A Guarda Revolucionária do Irã informou neste sábado a retomada do bloqueio ao Estreito de Ormuz, mantendo o tráfego liberado apenas de forma condicionada aos desfechos do bloqueio americano aos portos iranianos. Teerã afirmou que o estreito permanecerá indisponível enquanto as sanções dos EUA estiverem em vigor. O anúncio foi divulgado pela agência estatal Tasnim.
Ao longo da manhã, ocorreram ao menos dois incidentes na passagem: lanchas iranianas dispararam contra um navio-tanque e uma embarcação com contêineres foi atingida por projétil de origem desconhecida, segundo o UKMTO, órgão de fiscalização marítima. O Irã justificou a decisão como resposta às ações americanas.

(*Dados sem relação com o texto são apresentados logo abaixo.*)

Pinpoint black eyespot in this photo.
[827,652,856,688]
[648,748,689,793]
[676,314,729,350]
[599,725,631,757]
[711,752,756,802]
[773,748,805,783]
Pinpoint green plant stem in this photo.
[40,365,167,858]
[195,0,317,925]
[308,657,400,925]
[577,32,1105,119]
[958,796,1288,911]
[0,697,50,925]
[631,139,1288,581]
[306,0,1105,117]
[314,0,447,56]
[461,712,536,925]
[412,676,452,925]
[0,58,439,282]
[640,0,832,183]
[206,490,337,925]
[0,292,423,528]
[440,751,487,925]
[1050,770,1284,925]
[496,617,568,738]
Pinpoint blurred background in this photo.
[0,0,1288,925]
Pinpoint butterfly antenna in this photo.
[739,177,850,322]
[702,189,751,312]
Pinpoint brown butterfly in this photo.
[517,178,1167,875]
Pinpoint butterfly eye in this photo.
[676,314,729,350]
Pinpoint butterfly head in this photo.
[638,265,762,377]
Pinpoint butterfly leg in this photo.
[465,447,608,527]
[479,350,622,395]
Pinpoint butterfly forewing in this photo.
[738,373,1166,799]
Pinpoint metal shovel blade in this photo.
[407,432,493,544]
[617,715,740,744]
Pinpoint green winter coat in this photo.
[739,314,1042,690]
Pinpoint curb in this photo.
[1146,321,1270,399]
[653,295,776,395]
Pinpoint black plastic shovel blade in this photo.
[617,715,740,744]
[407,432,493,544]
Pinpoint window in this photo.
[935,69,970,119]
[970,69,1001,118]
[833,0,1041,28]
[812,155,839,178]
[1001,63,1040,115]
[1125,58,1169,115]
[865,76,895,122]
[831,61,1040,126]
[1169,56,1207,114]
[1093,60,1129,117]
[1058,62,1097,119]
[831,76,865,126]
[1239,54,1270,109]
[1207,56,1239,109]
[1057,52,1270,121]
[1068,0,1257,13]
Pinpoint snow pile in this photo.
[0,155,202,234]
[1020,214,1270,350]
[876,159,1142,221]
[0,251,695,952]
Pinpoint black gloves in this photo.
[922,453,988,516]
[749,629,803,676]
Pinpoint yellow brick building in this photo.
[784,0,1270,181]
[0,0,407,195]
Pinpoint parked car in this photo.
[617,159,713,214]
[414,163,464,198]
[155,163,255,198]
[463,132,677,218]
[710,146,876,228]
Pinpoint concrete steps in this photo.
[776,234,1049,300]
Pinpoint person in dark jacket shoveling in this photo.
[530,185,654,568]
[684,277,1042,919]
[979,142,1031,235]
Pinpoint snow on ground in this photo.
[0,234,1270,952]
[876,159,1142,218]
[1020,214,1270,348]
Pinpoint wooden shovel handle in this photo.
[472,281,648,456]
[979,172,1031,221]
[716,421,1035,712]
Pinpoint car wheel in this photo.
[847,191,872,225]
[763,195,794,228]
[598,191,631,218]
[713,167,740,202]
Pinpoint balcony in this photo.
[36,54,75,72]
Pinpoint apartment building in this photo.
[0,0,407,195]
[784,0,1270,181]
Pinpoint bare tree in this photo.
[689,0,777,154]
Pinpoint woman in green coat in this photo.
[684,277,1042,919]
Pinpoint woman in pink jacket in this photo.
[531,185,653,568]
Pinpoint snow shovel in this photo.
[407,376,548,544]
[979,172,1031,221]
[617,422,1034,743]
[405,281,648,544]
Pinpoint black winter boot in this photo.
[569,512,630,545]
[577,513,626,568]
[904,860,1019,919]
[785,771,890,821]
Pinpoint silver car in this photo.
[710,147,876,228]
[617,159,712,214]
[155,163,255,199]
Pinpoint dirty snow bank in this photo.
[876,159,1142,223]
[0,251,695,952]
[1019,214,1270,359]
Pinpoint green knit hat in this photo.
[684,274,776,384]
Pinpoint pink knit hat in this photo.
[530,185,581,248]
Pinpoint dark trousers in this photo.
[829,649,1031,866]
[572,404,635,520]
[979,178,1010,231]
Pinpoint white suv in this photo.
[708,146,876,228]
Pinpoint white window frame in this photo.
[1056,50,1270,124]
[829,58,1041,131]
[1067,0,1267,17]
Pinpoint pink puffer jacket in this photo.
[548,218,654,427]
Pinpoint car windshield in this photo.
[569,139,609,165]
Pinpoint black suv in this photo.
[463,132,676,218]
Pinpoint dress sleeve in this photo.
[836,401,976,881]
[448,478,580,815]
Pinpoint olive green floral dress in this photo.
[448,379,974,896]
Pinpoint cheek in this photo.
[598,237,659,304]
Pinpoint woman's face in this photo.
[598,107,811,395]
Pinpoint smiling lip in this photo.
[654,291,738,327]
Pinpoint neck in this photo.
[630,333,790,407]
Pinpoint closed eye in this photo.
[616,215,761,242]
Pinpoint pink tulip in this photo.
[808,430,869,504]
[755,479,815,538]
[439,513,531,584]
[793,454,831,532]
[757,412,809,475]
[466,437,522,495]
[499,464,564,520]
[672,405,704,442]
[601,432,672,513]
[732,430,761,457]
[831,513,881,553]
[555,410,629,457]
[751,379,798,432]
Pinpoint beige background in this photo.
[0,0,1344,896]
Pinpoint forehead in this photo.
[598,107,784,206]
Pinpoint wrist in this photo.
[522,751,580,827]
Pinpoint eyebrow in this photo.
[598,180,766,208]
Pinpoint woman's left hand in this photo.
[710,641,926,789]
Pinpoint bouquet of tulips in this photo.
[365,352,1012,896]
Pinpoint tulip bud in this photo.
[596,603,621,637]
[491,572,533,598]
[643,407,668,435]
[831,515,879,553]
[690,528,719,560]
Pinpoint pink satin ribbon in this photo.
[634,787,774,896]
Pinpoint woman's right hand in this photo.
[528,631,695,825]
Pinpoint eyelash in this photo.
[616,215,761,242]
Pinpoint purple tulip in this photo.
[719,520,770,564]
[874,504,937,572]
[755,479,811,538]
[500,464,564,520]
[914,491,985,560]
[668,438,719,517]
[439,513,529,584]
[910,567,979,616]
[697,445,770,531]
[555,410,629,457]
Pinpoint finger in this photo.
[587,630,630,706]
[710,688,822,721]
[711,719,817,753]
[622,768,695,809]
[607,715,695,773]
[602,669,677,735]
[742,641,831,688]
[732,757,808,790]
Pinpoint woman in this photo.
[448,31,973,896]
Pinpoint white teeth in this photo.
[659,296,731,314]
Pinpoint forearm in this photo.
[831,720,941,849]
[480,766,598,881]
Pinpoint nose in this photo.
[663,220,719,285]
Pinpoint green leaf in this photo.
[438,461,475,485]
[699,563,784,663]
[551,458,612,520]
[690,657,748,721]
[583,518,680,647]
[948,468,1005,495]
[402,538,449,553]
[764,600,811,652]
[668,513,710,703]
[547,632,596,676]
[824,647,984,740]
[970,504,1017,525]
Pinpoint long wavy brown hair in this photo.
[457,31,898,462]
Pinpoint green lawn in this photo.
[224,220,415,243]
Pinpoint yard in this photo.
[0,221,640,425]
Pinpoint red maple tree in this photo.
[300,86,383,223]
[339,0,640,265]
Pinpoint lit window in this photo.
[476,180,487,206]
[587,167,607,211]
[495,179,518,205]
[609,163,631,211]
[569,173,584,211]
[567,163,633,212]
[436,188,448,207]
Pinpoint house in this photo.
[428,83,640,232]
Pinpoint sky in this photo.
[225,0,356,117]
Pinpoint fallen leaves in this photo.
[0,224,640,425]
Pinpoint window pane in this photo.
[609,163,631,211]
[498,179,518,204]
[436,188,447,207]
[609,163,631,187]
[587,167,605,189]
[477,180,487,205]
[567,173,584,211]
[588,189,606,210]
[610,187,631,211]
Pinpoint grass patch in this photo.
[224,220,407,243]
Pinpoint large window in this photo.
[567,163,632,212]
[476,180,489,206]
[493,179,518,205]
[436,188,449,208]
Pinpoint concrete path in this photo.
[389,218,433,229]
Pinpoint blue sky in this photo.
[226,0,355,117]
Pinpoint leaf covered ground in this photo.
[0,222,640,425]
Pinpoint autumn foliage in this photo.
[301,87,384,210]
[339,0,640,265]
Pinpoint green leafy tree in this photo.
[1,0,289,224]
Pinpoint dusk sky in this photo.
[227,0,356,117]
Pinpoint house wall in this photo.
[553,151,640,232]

Contexto político e reação internacional
Um dia antes, Donald Trump havia dito que a intervenção dos EUA “permanecerá em plena força” até que Teerã concorde com encerrar seu programa nuclear. A CNN relatou que as negociações seguem, porém o presidente americano chamou as ações iranianas de tentativa de barganha. O bloco geopolítico envolve a maior via de petróleo entre o Golfo e mercados globais.
O Comando Central dos EUA informou que ao menos 23 embarcações tiveram de retornar aos portos iranianos, enquanto estima que apenas 9 navios conseguiram transitar no curto intervalo de reabertura. A agência Fars, estatal iraniana, indicou que o estreito pode ser fechado novamente caso o bloqueio persista.
Importância estratégica e panorama energético
Localizado entre Irã e Omã, o Estreito de Ormuz é rota crítica para o petróleo do Golfo, com cerca de 20 milhões de barris por dia transitando pela faixa norte controlada pelo Irã. Estima-se que a passagem de gás natural liquefeito também seja afetada, agravando o cenário para o abastecimento global.
Segundo a Agência Internacional de Energia, a interrupção da rota gerou a maior perda de oferta já registrada, com impactos significativos no mercado global. O estágio atual reforça a sensibilidade da região a tensões entre Irã e EUA, com consequências diretas para patrões energéticos mundiais.